Sometimes in the excitement and want of new, we tend to leave behind the old, the tried and tested and passed on from one generation to the next; I’m definitely guilty of this. I love discovering new food, food I haven’t heard of, seen or tasted before; it’s unfamiliar and though the unfamiliar can sometimes be scary, it’s also exciting. And just like that the familiar can sometimes be well, not so exciting, it’s something one is used to and thus, taken for granted. Even though I’ve spent more than a decade calling Rajasthan home, I had never heard of or tasted korma ri roti (that’s how it’s referred to back home). We were to have guests over for breakfast one day and my mother in law was deciding on the menu when she asked me if we should add korma ri roti to the menu; I was intrigued, primarily by the name but also because I had never had it, and so I promptly said yes. When I did have it the next day, it was like a super crispy delicious paratha and I absolutely loved it! I’m sharing this recipe not just because I loved it so much but also because it’s simple, healthy food that needs to remembered and made more often. Now, I really don’t know why it’s called “korma” ri roti, but then again I don’t really know why a potato is called a potato or an apple, apple; though if any of you know of an explanation/reason for it, I’d love to hear it.

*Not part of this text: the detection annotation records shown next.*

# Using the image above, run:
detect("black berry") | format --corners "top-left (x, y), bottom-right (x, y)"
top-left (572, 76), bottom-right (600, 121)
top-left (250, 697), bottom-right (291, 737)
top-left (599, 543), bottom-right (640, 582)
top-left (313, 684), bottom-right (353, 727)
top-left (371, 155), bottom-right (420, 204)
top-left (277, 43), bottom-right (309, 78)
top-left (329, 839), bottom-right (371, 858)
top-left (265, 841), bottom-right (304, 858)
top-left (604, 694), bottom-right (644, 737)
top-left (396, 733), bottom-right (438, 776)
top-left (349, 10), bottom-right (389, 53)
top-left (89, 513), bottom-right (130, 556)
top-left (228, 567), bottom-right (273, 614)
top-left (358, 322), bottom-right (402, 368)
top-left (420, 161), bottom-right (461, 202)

So korma roti, is a regional Rajasthani flatbread made with ground lentils and whole wheat flour, two basic ingredients, the other spices etc can vary and can be adjusted as per your taste. I added the usual Indian spices, turmeric, cumin, red chili powder and also some chopped green chilies and garlic. Make sure you grind the dal well, pieces of whole dal will make rolling out the roti (flatbread) difficult and it also won’t get as crisp; it’s the dal spread throughout the dough that makes it all nice and crispy. When kneading the dough, keep in mind, it should be a stiff dough so add water a little at a time, if gets too wet, you can always add more flour but it’s best if that can be avoided. For me, korma roti served with some dahi and achaar (yogurt and pickle) is a complete meal but it also goes well with aloo ki sabzi (potato curry). This is pretty much how it’s made back home, I added a couple of things like the ajwain and haldi, I didn’t have any fresh coriander or I would’ve probably added that too; add or leave out ingredients to make it your own but do make it.
p.s the food blogging community is apparently quite a social one, whereas I’m quite the opposite, and yet Jhuls@ thenotsocreativecook and Andrea@ cookingwithawallflower have been very nice to me, so do visit their lovely space and show them some love.
- Moong dal/Split green gram- ½ cup
- Atta/Whole wheat flour- 1 cup + more for dusting the surface
- Garlic paste or finely chopped- 1 ½ tsp
- Red chili powder- 1 tsp
- Haldi/Turmeric powder- ¼ tsp
- Salt- 1 tbsp
- Jeera/Cumin seeds or powder- 1 tsp
- Ajwain/carom- ¼ tsp
- Green chilies- 2-3 finely chopped (optional)
- Ghee/oil- for frying, ¼- ½ cup
- Water- as required
- In a mixer/food processor, grind the dal coarsely; you want to make sure the dal breaks down (refer to the above picture) so it doesn’t tear the roti while rolling it out. Then soak the dal in water for about 3-4 hours. There should be enough water to completely cover the dal; after 3-4 hours the dal will have absorbed most of the water, if excess water remains, drain it out.
- In a big bowl, add the whole wheat flour, all the spices, garlic, green chilies and salt. Mix everything together (I use my hands), then add the soaked dal and mix everything well. Add water 2-3 tbsp at a time and keep kneading till it comes together to form a stiff dough.
- Divide the dough equally to form lime size balls. Using a rolling pin, roll out the dough in a circle and as thin as you can without it breaking. Dust with flour if the dough sticks.
- To cook it, heat a tawa/pan, place the rolled out roti on the pan and let it cook for a minute or so, flip it and drizzle with ghee on the top side, flip it again and put ghee/oil on the other side as well; using a spatula keep pressing down on the roti to get it nice and crispy. Repeat for the rest of the dough.
*Make sure you grind the dal well; whole pieces of dal will make it difficult to roll out the dough.
*The dal can be soaked overnight too, just make sure you don’t forget about it otherwise it will start to sprout.
*Dust the surface with flour if you find the dough is sticking and tearing.
*For an oil free version, cook the roti on both sides without adding any ghee/oil.